The problem was formulated in 1982 by scientist Andrew Yao: how can two parties determine which one holds more wealth without either revealing their actual value? For more than four decades, that question served as the ultimate benchmark for any system aspiring to execute verifiable private computation. $COTI had already solved this challenge on its own network in February 2025. The transition to Sepolia extends that capability into the Ethereum ecosystem.

$COTI Injects Garbled Circuits Into the Heart of Ethereum
In the demonstration, two parties enter private values representing their wealth. Neither exposes their actual data to the counterparty or to the network.

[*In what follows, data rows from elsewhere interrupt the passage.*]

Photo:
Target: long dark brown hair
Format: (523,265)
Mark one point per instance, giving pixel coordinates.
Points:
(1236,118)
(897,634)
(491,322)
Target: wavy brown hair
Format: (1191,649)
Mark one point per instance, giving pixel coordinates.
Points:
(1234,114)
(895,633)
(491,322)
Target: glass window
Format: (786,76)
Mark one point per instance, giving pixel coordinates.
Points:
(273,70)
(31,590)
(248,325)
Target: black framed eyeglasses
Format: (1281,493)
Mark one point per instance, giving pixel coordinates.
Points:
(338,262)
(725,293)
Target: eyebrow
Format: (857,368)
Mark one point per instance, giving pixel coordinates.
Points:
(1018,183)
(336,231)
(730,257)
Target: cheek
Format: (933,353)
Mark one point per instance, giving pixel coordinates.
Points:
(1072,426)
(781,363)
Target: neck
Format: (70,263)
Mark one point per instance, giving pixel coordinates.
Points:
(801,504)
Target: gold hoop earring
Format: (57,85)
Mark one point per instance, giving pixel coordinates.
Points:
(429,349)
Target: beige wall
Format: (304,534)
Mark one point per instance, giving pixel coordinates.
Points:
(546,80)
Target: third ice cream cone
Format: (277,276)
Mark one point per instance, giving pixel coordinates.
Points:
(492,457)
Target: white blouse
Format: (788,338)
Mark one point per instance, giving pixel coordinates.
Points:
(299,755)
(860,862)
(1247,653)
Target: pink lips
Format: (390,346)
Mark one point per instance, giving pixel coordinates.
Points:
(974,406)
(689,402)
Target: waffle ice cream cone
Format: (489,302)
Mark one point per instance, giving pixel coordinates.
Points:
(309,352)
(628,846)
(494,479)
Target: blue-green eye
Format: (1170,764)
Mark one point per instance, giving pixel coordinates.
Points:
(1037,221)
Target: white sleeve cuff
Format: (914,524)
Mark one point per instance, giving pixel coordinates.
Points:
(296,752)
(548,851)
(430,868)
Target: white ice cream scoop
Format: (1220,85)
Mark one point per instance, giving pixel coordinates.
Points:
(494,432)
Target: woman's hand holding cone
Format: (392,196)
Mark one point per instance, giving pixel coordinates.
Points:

The computation operates over encrypted data and produces a verifiable result —who holds more— without any plaintext value being recorded on-chain. The entire process operates with no centralized trust setup or privileged actor of any kind.
The implementation was developed in collaboration with Soda Labs and has been live on $COTI’s mainnet since March 2025. The gcEVM engine, compatible with EVM, allows developers to write confidential smart contracts in Solidity using standard tools like Hardhat, incorporating privacy parameters to leverage MPC capabilities.

Privacy-on-Demand
The deployment on Sepolia anticipates the arrival of Privacy-on-Demand, $COTI’s initiative to extend Garbled Circuits as a service layer to Ethereum and other chains. The proposal targets specific use cases: protection of execution parameters in DeFi protocols, handling of private data in institutional applications, and governance voting systems in decentralized settings without exposure of individual inputs.
Vitalik Buterin, co-founder of Ethereum, publicly stated that Garbled Circuits are the path toward purely cryptographic security guarantees in multiparty computation. At ETH Tokyo 2025, Buterin also highlighted their speed compared to more complex forms of MPC and the range of cases where the technology delivers real value. $COTI is the only project that responded directly to that call.